Establishment of timelines

  • Detailed advice is given on the necessary completion dates of successive stages of work so that the thesis may be submitted within the scheduled time and all coursework and/or training requirements completed at appropriate stages of candidature.
  • A schedule of regular contact (recommended: at least every two weeks for full-time candidates and at least monthly for part-time candidates) is established and maintained with the candidate. Meetings may include tools that allow real time interaction, such as telephone and Skype.
  • Regular written work, interim reports or research results, including the final draft of the thesis, and details of completed training activities are requested as appropriate and such work returned with constructive criticism, normally within two weeks for chapter-length drafts and as negotiated for longer pieces but normally within one month. 

 

Changes to supervisory arrangements

  • Where a change in research direction occurs, appropriate supervisory adjustments are negotiated as required.

 

Occupational health and safety

  • The candidate is adequately trained in safe working practices relevant to the field of research and adheres to the University’s occupational health and safety policies.

 

Responsible research practice and ethics

  • The candidate and supervisory panel are aware of the Australian Code for the Responsible Practice of Research.
  • The candidate and supervisor follow ethical practices appropriate to the particular discipline and relevant profession, and as specified by the relevant University committees and by the ethics guidelines set by any relevant funding body.
  • Candidates enrolled in external mode, and other candidates who are undertaking research as part of a joint project with one or more partner organisations, observe the ethics guidelines and cultural sensitivity guidelines of both Federation University Australia and the other institution(s).
  • The candidate and principal supervisor obtain all necessary clearance with respect to ethics in research on humans, animal experimentation, hazardous materials and biosafety.

 

Presentations

  • Arrangements are made, as appropriate, for candidates to make presentations of their research work at Faculty seminars.

 

Meetings and candidate involvement in Faculty activities

  • The candidate is encouraged to meet other researchers in the field and to attend meetings or conferences as appropriate.
  • The candidate plays a full and active role in the intellectual life of the Faculty. This is particularly important for part-time candidates and those whose major work is being conducted away from the Faculty, under external mode or in a joint project with a commercial, educational or partner organisation.

 

Support services

  • Advice is given on the availability of relevant academic and other support services provided by the University.

 

Publication and co-authorship with candidates

  • The candidate is encouraged, where appropriate, to publish and disseminate the results of their research responsibly.
  • The candidate’s findings are accurate and reported appropriately.
  • The candidate is made aware that works of others are cited accurately and appropriately.
  • The candidate is made aware that it is not acceptable to submit the same research findings to several publications, except in particular circumstances such as review articles, anthologies, collections and translations; and the candidate therefore takes reasonable steps to obtain permission from the original publisher before republishing research findings. Publication must include information on all sources of financial and in-kind support for the research and any potential conflicts of interest.
  • The candidate is made aware that publication of their research may not be unreasonably influenced or redirected by political, commercial or industrial factors and is aware of the nature and scope of confidentiality agreements and the extent to which any contractual arrangements may restrict, delay or limit publication (although not normally by more than 12 months).
  • Agreement is reached with the candidate concerning authorship of publications and acknowledgment of contributions during and after candidature. There should be open and mutual recognition of the candidate’s and all supervisor’s contributions on all published work arising from the project. It should not be automatically assumed that a supervisor’s name or candidate’s name will appear on all such published work.

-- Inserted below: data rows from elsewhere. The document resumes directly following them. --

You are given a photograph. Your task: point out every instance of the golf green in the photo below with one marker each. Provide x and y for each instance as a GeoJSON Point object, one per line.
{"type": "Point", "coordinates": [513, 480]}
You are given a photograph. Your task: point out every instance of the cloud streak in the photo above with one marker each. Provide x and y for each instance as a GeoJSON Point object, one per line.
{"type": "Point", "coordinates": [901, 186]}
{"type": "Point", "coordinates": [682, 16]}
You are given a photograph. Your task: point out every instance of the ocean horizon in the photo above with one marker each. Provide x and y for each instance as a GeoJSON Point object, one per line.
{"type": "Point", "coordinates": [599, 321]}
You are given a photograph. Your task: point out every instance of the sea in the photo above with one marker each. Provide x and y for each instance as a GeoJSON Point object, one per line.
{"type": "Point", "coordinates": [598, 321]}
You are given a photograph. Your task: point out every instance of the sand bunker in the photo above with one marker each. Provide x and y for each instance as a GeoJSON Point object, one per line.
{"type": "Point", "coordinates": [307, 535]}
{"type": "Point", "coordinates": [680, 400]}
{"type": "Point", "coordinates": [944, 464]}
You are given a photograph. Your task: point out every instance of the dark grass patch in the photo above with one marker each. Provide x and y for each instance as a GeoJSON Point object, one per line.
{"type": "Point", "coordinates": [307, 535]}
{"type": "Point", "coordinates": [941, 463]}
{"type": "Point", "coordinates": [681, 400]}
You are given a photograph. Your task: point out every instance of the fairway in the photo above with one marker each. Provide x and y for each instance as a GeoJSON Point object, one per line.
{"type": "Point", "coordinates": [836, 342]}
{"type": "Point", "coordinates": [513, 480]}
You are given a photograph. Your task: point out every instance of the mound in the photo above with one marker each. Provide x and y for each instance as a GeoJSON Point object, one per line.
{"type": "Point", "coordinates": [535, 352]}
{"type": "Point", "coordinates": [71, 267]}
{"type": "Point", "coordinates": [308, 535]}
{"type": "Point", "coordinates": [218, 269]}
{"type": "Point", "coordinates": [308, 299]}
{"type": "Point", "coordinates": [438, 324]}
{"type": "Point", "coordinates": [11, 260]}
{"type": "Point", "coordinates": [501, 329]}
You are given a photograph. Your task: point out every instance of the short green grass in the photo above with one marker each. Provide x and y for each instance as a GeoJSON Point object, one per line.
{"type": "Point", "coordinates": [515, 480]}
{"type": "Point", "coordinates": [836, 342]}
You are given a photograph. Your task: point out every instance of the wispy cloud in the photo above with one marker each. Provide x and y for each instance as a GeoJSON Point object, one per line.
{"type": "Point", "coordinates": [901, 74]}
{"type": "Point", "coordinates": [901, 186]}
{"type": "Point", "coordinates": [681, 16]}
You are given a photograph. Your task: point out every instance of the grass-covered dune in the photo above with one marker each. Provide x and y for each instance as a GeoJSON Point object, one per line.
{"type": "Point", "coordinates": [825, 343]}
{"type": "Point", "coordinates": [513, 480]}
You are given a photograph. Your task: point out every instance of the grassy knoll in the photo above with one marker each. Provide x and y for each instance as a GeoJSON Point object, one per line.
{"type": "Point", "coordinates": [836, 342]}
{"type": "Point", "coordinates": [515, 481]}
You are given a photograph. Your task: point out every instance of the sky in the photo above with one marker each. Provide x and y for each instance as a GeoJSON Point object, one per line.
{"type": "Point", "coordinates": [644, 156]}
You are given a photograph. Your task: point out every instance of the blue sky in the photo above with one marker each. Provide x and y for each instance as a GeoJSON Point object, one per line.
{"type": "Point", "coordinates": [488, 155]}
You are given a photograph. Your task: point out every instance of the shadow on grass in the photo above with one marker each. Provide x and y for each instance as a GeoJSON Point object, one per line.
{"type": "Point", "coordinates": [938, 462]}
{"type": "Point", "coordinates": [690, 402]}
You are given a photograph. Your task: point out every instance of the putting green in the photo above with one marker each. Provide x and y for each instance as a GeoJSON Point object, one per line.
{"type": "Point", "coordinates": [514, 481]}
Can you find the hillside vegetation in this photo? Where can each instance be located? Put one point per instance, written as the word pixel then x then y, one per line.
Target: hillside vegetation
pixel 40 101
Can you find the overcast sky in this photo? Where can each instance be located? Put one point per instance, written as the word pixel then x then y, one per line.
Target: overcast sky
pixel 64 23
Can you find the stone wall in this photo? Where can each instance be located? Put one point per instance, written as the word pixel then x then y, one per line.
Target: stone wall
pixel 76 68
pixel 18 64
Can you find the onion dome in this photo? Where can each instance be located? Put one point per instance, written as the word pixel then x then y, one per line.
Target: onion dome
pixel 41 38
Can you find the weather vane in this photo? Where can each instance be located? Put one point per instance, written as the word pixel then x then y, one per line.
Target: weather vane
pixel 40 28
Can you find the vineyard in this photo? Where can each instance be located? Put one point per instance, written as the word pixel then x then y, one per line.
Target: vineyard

Specific aspects of conduct are presented in Section 4 (Publication and dissemination of research findings) of the Australian Code for the Responsible Conduct of Research.

 

Intellectual property

  • The candidate is fully aware of the University policy and guidelines on intellectual property and implications for their research.

 

Regular advice on progress

  • The candidate is required to consult their supervisors when preparing confirmation of candidature and annual reports. The principal supervisor must endorse any reports prior to their presentation to the confirmation panel.
  • The candidate is made aware of inadequate progress by the principal supervisor who specifies the problems and suggests ways of addressing them.
  • Supervisors who think they may become obliged to recommend that a candidature be terminated because of unsatisfactory progress, must do so in accordance with the University’s termination procedures.
  • Reports are made regularly as required on the candidate’s progress to the relevant bodies as appropriate.

 

Thesis preparation and presentation

  • The thesis is properly presented and is worthy of examination
  • The research and writing embodied in the thesis are that of the candidate except where due reference is made in the text.
  • Thesis work submitted must not contain any material which has been accepted for the award of any other degree or diploma in any university or other institution. The candidate must affirm that to the best of their knowledge the thesis contains no material previously published or written by another person, except where due reference is made in the text of the thesis.
  • Any assistance provided during the research phase, or any editorial assistance in the writing of the thesis, has been appropriately described and acknowledged.
  • Where the thesis is based on conjointly published or unpublished work, both the extent and the nature of the contributions of the candidate and the co-authors are stated.
  • The thesis demonstrates the candidate’s capacity to carry out independent research.

 

Nomination of possible examiners

  • The principal supervisor advises the Executive Dean of the names of possible examiners, after consultation with the candidate.

 

Retention of data

  • Original data are recorded in a retrievable, confidential, durable and appropriately referenced form and stored safely for a period appropriate to the discipline. The period for most cases suggested in the Australian Code for the Responsible Conduct of Research is at least five years from the date of publication. However, for specific types of research, such as clinical trials, 15 years or more may be appropriate.

 

Absence of the supervisor

  • The principal supervisor must notify the candidate of their intention to go on leave for a period of two weeks or longer
  • If the period of leave is longer than 3 months, an alternative principal supervisor must be appointed prior to the supervisor’s absence.  For a period of absence up to 3 months the associate supervisor may act as principal supervisor.

 

Resignation or retirement of a supervisor

  • A supervisor must notify the candidate of the intention to cease employment at the University as soon as practicable.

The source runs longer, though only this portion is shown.